Review by Leslie Byron [email protected]
Burr Steers’ (Igby Goes Down) Pride and Prejudice and Zombies, much like a particular brand of wood varnish, delivers exactly what is said on the tin. This film is based on Jane Austen’s seminal novel and features the undead. A drab way to start this review. Then again, this film, despite its unique take on a 19th-century critique on status, romance and manners, doesn’t really extract as much humour and horror as it could.

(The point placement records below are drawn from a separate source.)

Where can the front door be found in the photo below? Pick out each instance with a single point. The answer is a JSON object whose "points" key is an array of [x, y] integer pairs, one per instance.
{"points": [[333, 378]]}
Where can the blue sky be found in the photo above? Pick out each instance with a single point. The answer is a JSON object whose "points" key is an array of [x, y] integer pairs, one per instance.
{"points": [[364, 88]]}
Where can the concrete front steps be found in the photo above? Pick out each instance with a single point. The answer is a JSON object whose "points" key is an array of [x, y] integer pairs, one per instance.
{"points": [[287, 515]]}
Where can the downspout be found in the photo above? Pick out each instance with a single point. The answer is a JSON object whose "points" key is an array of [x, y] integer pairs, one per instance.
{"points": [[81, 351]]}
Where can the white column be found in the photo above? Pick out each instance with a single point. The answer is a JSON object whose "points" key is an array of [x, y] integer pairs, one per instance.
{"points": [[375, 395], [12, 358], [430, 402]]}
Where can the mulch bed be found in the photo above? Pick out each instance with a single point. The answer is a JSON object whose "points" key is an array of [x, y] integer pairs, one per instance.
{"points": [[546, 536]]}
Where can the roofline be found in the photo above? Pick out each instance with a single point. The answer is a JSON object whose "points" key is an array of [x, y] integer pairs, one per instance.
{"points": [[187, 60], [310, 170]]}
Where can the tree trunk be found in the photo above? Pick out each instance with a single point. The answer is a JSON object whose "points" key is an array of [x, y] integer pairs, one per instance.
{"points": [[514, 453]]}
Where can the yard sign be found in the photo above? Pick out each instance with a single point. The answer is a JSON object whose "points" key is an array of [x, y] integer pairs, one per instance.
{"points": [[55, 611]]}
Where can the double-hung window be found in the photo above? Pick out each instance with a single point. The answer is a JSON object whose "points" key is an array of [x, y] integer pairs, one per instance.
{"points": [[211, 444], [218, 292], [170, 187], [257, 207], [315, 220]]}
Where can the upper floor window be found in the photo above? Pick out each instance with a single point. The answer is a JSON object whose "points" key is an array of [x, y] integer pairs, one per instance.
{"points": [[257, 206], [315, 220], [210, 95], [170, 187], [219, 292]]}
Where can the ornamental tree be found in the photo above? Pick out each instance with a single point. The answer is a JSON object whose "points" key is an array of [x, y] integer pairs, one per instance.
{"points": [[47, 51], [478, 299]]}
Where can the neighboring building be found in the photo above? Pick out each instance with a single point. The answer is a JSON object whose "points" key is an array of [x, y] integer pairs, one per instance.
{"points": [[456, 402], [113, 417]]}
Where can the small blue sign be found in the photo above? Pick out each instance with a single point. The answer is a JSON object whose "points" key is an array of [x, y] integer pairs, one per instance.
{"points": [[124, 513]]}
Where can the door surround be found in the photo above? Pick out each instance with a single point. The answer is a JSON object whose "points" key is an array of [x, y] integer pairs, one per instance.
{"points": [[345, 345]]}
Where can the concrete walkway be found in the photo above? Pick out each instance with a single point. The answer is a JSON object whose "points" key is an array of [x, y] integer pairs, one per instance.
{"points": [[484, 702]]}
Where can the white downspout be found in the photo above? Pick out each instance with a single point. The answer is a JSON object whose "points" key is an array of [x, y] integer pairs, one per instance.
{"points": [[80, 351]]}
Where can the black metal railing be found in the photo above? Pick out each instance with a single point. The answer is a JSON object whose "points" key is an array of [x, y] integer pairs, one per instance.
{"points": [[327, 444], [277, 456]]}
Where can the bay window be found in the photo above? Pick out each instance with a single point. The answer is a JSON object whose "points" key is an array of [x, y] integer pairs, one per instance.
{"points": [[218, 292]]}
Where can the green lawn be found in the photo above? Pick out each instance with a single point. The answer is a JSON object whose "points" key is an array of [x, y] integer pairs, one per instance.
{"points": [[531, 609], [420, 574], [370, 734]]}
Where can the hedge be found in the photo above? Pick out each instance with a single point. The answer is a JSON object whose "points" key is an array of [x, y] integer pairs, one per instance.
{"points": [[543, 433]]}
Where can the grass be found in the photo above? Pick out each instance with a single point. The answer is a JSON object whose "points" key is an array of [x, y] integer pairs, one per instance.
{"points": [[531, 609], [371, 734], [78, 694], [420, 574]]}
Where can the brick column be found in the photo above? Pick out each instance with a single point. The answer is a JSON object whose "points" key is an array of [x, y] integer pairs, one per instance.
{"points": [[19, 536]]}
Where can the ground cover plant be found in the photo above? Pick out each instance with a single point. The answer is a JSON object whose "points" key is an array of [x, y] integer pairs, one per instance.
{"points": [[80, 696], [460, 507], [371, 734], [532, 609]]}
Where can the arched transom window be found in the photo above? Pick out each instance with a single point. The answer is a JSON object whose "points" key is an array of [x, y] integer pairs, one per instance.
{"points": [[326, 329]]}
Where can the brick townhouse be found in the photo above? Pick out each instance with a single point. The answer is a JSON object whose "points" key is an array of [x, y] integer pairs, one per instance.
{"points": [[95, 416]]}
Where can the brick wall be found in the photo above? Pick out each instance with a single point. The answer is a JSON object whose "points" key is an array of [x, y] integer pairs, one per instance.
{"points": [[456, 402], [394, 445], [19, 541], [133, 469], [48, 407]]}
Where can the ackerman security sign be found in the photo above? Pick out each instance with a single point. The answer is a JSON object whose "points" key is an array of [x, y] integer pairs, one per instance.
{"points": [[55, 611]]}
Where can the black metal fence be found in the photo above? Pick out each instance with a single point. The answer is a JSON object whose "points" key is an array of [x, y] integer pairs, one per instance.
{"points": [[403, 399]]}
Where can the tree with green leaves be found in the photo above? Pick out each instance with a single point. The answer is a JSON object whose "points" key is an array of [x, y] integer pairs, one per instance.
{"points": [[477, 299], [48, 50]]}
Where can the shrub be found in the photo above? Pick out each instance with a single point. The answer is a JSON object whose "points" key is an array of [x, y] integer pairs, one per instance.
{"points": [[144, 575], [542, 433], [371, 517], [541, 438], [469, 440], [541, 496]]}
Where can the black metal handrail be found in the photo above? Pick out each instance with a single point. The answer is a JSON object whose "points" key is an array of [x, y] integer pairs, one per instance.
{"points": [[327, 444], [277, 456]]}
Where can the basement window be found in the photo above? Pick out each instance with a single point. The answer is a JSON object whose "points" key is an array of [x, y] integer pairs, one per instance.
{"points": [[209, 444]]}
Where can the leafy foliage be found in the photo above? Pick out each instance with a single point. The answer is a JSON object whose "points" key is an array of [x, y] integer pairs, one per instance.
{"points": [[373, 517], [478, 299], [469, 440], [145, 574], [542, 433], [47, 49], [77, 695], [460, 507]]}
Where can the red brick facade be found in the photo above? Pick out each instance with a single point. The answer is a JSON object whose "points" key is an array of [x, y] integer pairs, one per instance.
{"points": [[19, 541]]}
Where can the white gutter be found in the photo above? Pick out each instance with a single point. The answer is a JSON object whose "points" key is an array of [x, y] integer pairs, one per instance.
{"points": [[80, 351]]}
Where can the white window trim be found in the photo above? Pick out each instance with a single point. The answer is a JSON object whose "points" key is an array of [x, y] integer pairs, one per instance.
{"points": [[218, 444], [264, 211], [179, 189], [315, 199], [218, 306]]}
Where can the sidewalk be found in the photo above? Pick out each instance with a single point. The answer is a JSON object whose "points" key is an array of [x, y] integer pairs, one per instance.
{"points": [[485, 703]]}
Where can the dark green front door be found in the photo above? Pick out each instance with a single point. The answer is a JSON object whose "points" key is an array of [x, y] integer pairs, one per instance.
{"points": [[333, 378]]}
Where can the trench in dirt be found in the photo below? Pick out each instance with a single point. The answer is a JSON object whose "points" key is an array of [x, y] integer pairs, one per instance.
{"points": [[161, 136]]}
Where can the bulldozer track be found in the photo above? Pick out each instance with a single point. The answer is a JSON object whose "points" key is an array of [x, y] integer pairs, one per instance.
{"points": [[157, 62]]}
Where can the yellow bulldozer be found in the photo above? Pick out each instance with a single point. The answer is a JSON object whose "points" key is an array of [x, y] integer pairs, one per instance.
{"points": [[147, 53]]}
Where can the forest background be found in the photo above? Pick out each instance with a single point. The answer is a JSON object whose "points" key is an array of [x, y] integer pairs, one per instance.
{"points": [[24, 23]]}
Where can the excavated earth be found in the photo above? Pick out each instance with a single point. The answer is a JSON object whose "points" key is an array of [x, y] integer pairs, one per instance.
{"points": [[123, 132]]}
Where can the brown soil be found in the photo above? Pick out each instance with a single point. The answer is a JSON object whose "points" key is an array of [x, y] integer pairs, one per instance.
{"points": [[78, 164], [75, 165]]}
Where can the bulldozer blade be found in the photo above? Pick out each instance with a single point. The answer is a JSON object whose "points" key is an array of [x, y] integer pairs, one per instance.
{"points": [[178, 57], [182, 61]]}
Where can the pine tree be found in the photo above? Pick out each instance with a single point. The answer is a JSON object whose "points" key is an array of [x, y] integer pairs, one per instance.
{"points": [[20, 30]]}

Much of this stems from the fact that Streers’ film neatly hits most of the narrative beats of Pride and Prejudice and throws the zombies in almost arbitrarily. A film doesn’t need to subjugate its audience with a multitude of subplots, yet the wish to place so much focus on the Pride and Prejudice elements of the source material sometimes hampers the fact that the film has a strangely compelling backstory sneaking around it.
PP&Z informs us of an alternative Victorian era in which an emergence of the zombie plague has created seemingly uninhabited areas surrounding London named The In-Between. This is introduced to us at the beginning of the movie, and has a small amount of function at the film’s climax, but it never invites the viewer into the universe as one would expect. The film hints at xenophobia (a gag about the French causing the outbreak falls flat early on), while the nature of the source’s comedy of manners and class lends itself the chance to toy with the socio-political aspects of the have and have nots. At one point it almost looked like the film may have wanted to play into such a facet. Not so. Instead, the film enjoys drawing reactions from the deadpan expressions of its actors as they use specialised flies to indicate whose living and who’s dead. A nice touch during the film’s epilogue which only services a pretty bog standard sequence later on. Far from this writer to tell its makers what to create, but PP&Z clearly has the potential to let some slyer wit in.
The performances are competent, while visually the film has a solid amount of scale and gloss. The fight choreography is also enjoyable with one key fight scene involving Liz (Lily James) and Darcy (Sam Riley) managing to be cathartic and hilarious, cutting through the English stuffiness that the rest of the film only sometimes scrapes through.
However, the film is more concentrated on giving a pretty bland retelling of Austen’s novel. Yes, there are moments where the five Bennet sisters get to kick zombie backside and hide dangerous weapons in their undergarments (stop giggling in the back). However, such scenes feel few and far between. This is often a rather dry telling of Mr. Darcy and Liz Bennet with the undead thrown in as an afterthought. The Austen parts have been played out in much better renditions and the horror elements feel rather uneven. None of it is meant to be truly horrifying, yet none of it ever becomes that thrilling either. The rather toothless tale of corsets and corpses sometimes aims for high camp but never quite reaches the mark.